Seemingly taking inspiration from the Canadian Indian legends of the Wendigo, the film is quite different from its two predecessors. While the original Ginger Snaps is a clever allegory for the terrors of adolescence, and Ginger Snaps 2 is a werewolf-ized tale about drug addiction, Ginger Snaps Back is a gothic fairy tale. Its as if a Brothers Grimm story came to life. There are also some odd spots as well. Katharine Isabelle and Emily Perkins play the Fitzgerald sisters, as they do in the previous movies, yet they aren't the same. The Ginger and Brigitte seen here are familiar, yet new. It's a case of "The Fitzgeralds of Two Worlds." On the plus side, the revamped Fitzgeralds and the new setting make things fresh and interesting. The script, written by Christina Ray and Stephen Massicotte, is intriguing, yet certain parts hold it back. I did enjoy the new take on the sisters's "together forever" pact from the first movie, and the fact that the sisters wear the same necklaces they did in the first Ginger Snaps. Unfortunately, while the various modern colloquialisms and profanities are funny, they pull the viewer out of the well-crafted environment. Yeah, I really doubt they dropped F-bombs in 19th-century Canada.

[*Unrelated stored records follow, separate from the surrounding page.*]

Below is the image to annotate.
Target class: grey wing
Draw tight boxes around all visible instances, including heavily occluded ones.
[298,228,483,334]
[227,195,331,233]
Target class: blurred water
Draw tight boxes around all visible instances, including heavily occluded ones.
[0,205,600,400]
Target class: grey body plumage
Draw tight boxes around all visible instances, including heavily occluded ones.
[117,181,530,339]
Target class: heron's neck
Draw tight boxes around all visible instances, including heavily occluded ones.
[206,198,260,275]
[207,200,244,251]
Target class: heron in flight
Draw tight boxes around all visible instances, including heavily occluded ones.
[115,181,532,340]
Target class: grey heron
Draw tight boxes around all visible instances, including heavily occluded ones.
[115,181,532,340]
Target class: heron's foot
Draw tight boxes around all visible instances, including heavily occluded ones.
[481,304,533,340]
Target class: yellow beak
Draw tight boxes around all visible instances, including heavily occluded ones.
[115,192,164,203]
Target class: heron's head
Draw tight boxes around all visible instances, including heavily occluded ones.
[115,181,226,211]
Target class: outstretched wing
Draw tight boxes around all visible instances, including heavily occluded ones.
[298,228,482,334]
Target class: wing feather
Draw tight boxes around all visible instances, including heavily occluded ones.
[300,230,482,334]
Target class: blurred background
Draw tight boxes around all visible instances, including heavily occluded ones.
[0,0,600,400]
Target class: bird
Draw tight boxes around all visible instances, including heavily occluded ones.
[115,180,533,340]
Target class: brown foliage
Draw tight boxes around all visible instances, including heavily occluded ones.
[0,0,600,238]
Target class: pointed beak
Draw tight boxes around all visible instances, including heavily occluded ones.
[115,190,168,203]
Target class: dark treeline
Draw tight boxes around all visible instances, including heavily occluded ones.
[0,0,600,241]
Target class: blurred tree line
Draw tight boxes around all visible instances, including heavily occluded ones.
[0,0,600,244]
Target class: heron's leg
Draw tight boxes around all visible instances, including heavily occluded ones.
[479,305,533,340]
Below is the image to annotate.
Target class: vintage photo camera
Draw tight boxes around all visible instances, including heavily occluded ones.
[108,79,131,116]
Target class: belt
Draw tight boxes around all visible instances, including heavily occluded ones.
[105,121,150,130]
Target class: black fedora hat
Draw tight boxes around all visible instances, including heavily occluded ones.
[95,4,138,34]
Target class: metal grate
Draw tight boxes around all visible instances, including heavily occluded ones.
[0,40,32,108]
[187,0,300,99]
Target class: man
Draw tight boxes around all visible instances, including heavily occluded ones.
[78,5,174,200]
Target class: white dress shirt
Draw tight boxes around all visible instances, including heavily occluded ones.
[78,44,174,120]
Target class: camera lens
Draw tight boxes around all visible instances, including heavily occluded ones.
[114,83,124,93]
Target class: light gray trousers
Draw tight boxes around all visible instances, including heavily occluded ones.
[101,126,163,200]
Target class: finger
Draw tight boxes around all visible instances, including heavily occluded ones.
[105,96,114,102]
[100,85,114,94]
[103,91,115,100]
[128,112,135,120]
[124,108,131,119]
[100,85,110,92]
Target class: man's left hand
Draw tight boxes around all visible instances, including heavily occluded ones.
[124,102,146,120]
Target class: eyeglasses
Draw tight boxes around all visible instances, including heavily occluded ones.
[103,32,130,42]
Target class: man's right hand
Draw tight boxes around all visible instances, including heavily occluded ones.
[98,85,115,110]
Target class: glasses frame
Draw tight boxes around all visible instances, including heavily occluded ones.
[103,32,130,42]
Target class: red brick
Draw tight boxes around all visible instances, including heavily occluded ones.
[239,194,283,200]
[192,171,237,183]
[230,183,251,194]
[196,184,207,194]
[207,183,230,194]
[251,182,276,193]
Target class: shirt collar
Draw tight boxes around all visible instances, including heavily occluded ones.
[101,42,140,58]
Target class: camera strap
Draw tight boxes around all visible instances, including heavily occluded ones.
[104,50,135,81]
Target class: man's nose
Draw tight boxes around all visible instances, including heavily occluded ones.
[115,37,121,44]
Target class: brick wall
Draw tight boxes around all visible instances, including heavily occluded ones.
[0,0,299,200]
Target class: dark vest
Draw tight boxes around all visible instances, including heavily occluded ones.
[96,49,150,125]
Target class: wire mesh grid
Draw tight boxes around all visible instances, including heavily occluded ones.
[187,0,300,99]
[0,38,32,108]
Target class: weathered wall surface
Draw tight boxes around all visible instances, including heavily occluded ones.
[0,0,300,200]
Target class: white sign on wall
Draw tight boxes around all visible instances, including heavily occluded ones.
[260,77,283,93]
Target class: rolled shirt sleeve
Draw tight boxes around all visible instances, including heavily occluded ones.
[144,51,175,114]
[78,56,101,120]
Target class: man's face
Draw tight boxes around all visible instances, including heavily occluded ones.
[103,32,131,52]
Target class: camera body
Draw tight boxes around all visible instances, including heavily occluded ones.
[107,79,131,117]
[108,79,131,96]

The script also suffers from having several very forgettable moments, but all in all, it makes for a very fun film, which is elevated by the fantastic acting. Just like in the previous movies, Isabelle and Perkins are the shining stars of Ginger Snaps Back, the two biggest highlights of the movie. The supporting cast is strong as well, but none of the characters are very likeable. The woman-hating priest is the biggest victim of this, but just about every character (with the exception of the two Indians) had qualities that just made me not like them. However, the movie benefits from wonderful direction and beautiful cinematography by director Grant Harvey and director of photography Michael Marshall. The costuming is also great (if all girls in 19th-century Canada are this cute, somebody point me in the direction of the Wayback Machine), and the gore effects by KNB EFX are outstanding. However, Alex Khaskin's score was almost non-existant. It's not a minimalist score... it just isn't there. That's a shame, because the first two movies had absolutely gorgeous scores that reveled in the melancholy nature of the series, yet this one is lacking that feel.

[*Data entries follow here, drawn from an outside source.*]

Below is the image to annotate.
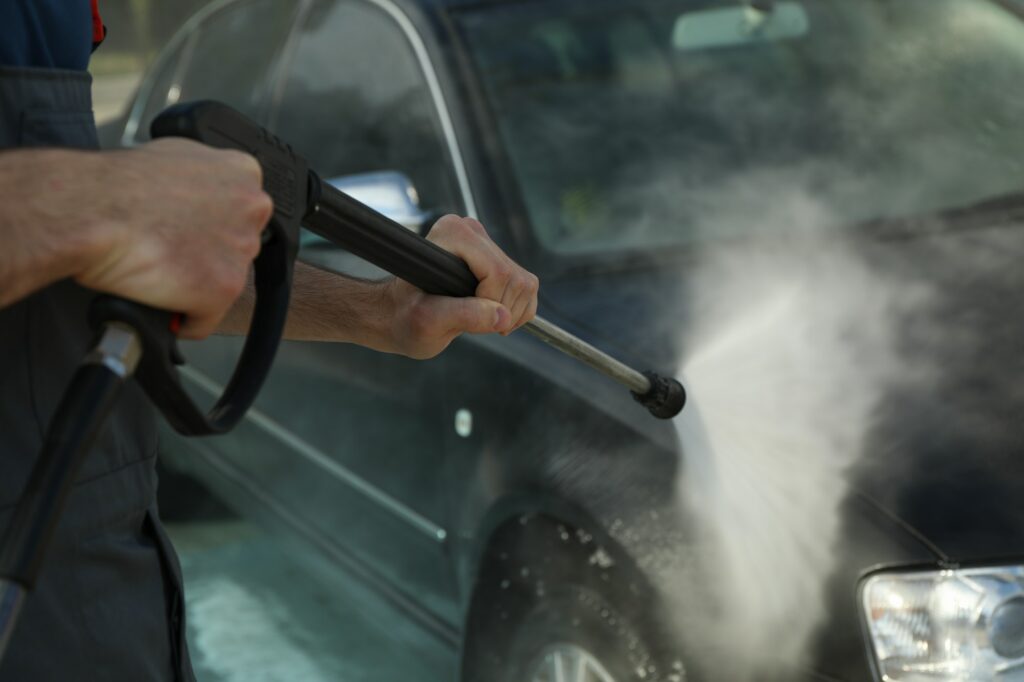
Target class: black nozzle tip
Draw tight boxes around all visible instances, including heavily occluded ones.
[633,372,686,419]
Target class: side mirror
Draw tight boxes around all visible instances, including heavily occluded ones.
[672,0,811,52]
[300,171,433,248]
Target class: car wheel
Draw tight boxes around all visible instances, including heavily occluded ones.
[462,516,686,682]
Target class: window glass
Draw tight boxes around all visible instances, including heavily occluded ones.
[129,39,188,141]
[136,0,298,140]
[460,0,1024,252]
[273,0,462,212]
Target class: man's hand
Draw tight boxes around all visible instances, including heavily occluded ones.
[75,138,273,338]
[0,139,273,338]
[228,215,539,359]
[386,215,540,358]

While I thought the movie was entertaining, it just wasn't the same as the prior two. That's not to say it wasn't good, but it didn't strike the same chord with me as the first two movies in the series did. Perhaps my problem is that I was wanting more of the same when I should have been expecting something different, I don't know. But all in all, even though it wasn't what I anticipated, I can't really complain. I'm a big fan of the Ginger Snaps saga, and the third part is no exception. Taking its flaws into consideration, I'll give Ginger Snaps Back three stars. It's a fun movie, but you might want to check out the original first.